We lanched at 10:30 and returned at 06:30 with 10 flatties and 1 sheephead. the wind was very tough. This made 35 flatties in three nights. This year has started off alot better than last year for me.


----------



## Five Prongs Of Fury (Apr 15, 2008)

12 turned into 10 guess a couple must have jumped out of the cooler somewhere!!!:doh Just kiddin!!!oke The way the wind blew last night we are lucky that we got anything at all. Suppose to be light and variable tonight, might not be a bad idea to try them again. If I had the proximity advantage you do I would be there for sure.


----------



## Gnwdad (Oct 14, 2007)

> *Five Prongs Of Fury (5/1/2009)*12 turned into 10 guess a couple must have jumped out of the cooler somewhere!!!:doh Just kiddin!!!oke The way the wind blew last night we are lucky that we got anything at all. Suppose to be light and variable tonight, might not be a bad idea to try them again. If I had the proximity advantage you do I would be there for sure.

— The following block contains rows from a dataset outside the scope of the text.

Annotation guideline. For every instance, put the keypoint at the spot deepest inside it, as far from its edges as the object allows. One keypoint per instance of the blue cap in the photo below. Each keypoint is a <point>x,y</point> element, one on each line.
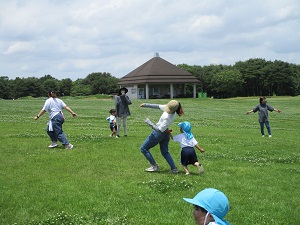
<point>213,201</point>
<point>186,127</point>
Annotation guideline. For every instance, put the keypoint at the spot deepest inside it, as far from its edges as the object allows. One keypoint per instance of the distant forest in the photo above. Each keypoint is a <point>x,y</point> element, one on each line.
<point>254,77</point>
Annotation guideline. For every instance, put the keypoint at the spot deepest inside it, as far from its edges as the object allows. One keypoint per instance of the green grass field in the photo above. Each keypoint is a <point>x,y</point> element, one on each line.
<point>103,180</point>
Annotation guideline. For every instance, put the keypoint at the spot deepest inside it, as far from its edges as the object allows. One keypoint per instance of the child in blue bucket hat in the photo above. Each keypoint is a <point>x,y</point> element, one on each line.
<point>188,142</point>
<point>210,207</point>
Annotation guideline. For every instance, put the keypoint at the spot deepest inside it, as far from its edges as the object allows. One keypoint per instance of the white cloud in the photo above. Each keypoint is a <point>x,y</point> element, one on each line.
<point>65,38</point>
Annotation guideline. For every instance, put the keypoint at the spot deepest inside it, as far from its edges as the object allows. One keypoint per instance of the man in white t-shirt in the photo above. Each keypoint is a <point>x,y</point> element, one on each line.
<point>54,107</point>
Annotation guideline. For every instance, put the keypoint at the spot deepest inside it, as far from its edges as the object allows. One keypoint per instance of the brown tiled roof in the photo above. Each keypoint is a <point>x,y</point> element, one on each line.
<point>158,71</point>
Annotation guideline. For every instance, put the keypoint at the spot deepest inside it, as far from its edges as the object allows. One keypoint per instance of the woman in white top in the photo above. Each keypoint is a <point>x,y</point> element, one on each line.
<point>160,134</point>
<point>54,107</point>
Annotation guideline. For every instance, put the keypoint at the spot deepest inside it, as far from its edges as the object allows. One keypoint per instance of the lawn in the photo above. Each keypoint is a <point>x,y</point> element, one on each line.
<point>102,180</point>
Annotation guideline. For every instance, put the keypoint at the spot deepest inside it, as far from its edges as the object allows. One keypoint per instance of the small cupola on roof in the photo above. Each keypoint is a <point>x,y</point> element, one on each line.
<point>158,71</point>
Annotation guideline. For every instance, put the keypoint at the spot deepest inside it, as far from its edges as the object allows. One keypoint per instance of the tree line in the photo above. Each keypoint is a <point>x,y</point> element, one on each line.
<point>254,77</point>
<point>93,84</point>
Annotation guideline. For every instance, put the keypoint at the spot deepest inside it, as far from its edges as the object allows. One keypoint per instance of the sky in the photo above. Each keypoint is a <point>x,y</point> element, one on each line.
<point>73,38</point>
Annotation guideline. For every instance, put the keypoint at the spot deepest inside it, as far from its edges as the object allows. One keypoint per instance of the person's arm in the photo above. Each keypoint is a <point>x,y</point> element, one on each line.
<point>39,114</point>
<point>128,100</point>
<point>199,148</point>
<point>248,112</point>
<point>154,127</point>
<point>70,111</point>
<point>277,110</point>
<point>148,105</point>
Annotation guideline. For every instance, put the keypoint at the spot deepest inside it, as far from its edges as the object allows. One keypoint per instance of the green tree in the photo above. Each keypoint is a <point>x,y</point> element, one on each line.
<point>227,83</point>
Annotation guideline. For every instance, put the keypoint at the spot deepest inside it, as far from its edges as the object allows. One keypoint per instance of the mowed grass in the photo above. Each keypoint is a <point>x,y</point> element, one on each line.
<point>103,180</point>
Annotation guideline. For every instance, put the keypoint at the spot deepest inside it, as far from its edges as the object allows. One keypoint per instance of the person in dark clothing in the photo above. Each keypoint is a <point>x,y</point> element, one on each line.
<point>262,108</point>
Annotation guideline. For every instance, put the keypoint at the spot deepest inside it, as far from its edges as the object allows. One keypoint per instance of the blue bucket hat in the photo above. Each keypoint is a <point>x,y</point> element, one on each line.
<point>213,201</point>
<point>186,127</point>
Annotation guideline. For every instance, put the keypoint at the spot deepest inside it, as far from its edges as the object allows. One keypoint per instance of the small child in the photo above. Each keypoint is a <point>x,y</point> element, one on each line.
<point>187,143</point>
<point>112,122</point>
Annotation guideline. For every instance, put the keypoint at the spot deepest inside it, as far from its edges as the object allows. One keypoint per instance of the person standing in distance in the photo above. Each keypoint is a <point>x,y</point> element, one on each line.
<point>54,107</point>
<point>263,118</point>
<point>122,103</point>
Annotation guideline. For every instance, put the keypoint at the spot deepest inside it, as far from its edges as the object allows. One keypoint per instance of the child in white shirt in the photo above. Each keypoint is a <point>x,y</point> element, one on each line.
<point>187,143</point>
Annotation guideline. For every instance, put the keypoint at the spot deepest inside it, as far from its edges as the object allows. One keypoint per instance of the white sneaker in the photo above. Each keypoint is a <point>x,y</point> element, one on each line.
<point>69,146</point>
<point>201,169</point>
<point>175,171</point>
<point>53,145</point>
<point>152,168</point>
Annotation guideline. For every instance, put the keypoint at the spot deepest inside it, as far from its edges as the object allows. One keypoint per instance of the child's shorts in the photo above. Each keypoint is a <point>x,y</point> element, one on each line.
<point>112,127</point>
<point>188,156</point>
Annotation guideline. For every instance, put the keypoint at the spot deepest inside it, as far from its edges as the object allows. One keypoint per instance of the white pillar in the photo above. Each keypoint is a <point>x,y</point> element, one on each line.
<point>147,91</point>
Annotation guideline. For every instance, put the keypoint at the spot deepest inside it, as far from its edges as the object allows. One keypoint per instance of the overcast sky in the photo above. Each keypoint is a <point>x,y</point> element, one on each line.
<point>73,38</point>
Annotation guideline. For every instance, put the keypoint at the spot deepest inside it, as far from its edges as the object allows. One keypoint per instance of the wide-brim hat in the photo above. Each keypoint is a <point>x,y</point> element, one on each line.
<point>213,201</point>
<point>123,88</point>
<point>171,107</point>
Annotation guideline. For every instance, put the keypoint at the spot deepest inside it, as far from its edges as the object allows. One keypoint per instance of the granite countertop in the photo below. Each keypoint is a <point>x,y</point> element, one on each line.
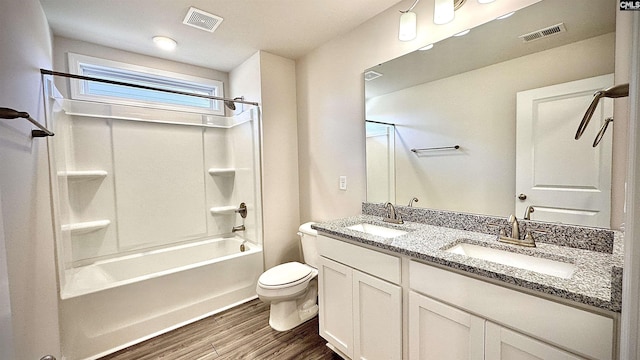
<point>597,280</point>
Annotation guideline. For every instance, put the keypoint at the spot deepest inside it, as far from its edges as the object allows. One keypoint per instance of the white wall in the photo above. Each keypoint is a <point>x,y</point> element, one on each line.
<point>270,80</point>
<point>331,101</point>
<point>25,41</point>
<point>480,177</point>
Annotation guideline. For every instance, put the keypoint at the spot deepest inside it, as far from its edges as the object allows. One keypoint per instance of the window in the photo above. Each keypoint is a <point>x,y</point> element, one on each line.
<point>117,71</point>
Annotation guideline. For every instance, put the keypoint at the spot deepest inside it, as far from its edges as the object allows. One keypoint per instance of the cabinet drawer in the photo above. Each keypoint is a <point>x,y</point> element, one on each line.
<point>381,265</point>
<point>567,327</point>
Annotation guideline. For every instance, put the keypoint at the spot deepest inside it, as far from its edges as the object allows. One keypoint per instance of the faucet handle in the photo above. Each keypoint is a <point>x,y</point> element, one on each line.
<point>501,231</point>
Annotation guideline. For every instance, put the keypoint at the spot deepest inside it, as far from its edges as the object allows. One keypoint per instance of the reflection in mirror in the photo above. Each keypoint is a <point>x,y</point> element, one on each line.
<point>380,162</point>
<point>464,91</point>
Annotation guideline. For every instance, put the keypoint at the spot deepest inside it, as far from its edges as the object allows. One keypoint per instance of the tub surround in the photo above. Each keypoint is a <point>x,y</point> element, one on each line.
<point>596,253</point>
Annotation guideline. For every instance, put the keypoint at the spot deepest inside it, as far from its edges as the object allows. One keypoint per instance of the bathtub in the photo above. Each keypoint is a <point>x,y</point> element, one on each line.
<point>115,303</point>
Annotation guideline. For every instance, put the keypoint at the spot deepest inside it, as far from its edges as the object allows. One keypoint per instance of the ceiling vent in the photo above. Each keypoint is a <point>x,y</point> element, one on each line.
<point>542,33</point>
<point>202,20</point>
<point>370,75</point>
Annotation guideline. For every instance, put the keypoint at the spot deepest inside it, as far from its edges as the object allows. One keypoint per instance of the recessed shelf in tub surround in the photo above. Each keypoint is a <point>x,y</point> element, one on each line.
<point>222,171</point>
<point>83,174</point>
<point>596,282</point>
<point>86,227</point>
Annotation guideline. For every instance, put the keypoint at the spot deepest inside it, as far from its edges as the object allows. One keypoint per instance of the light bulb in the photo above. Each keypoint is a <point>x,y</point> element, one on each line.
<point>443,12</point>
<point>408,26</point>
<point>165,43</point>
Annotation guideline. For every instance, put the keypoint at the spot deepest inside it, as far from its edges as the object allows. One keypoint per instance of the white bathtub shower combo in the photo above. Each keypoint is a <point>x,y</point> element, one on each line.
<point>147,218</point>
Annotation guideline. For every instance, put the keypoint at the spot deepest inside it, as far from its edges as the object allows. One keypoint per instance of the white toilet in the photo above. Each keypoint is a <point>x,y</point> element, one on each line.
<point>292,288</point>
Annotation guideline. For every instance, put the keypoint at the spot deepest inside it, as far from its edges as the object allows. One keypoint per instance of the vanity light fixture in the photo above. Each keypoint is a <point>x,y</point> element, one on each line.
<point>443,13</point>
<point>165,43</point>
<point>408,24</point>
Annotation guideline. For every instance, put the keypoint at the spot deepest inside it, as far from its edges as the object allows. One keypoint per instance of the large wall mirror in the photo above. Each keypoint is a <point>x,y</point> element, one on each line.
<point>485,122</point>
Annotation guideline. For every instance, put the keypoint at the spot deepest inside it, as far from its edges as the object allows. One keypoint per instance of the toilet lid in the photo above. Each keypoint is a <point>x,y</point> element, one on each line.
<point>285,274</point>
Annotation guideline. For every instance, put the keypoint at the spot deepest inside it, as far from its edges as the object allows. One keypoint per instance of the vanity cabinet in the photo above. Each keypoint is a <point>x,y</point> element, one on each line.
<point>360,301</point>
<point>505,344</point>
<point>440,331</point>
<point>458,316</point>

I still have not been to bed yet and I start day shift in the morning!


----------



## gig head (Apr 26, 2009)

Hope it wind lay down and the water is clean so we can put the gig in the fish tonite.....cause I was :sleeping last night. .....but the fish look great....


----------



## parrothead (Oct 1, 2007)

Very nice!!!!!!!!!!!!!! Good job.

Scott


----------



## F|nz (Sep 16, 2008)

Sweet...good job. Sure looks like you guys west of me are going great. I may give it a shot Sat nite if i get my lights mounted tomorrow.


----------



## Huntinman (Aug 12, 2008)

Those are some good ones, Congrats!!


----------



## Dylan (Apr 15, 2008)

You giggers are kickin our ass! Way to go..


----------



## Gnwdad (Oct 14, 2007)

Thanks guys, I started day shift this morning and want be able to go again till 5/11........so ya'll leave me some!


----------



## Wade Schepper (Mar 11, 2009)

good job and a very good grade of fish.


----------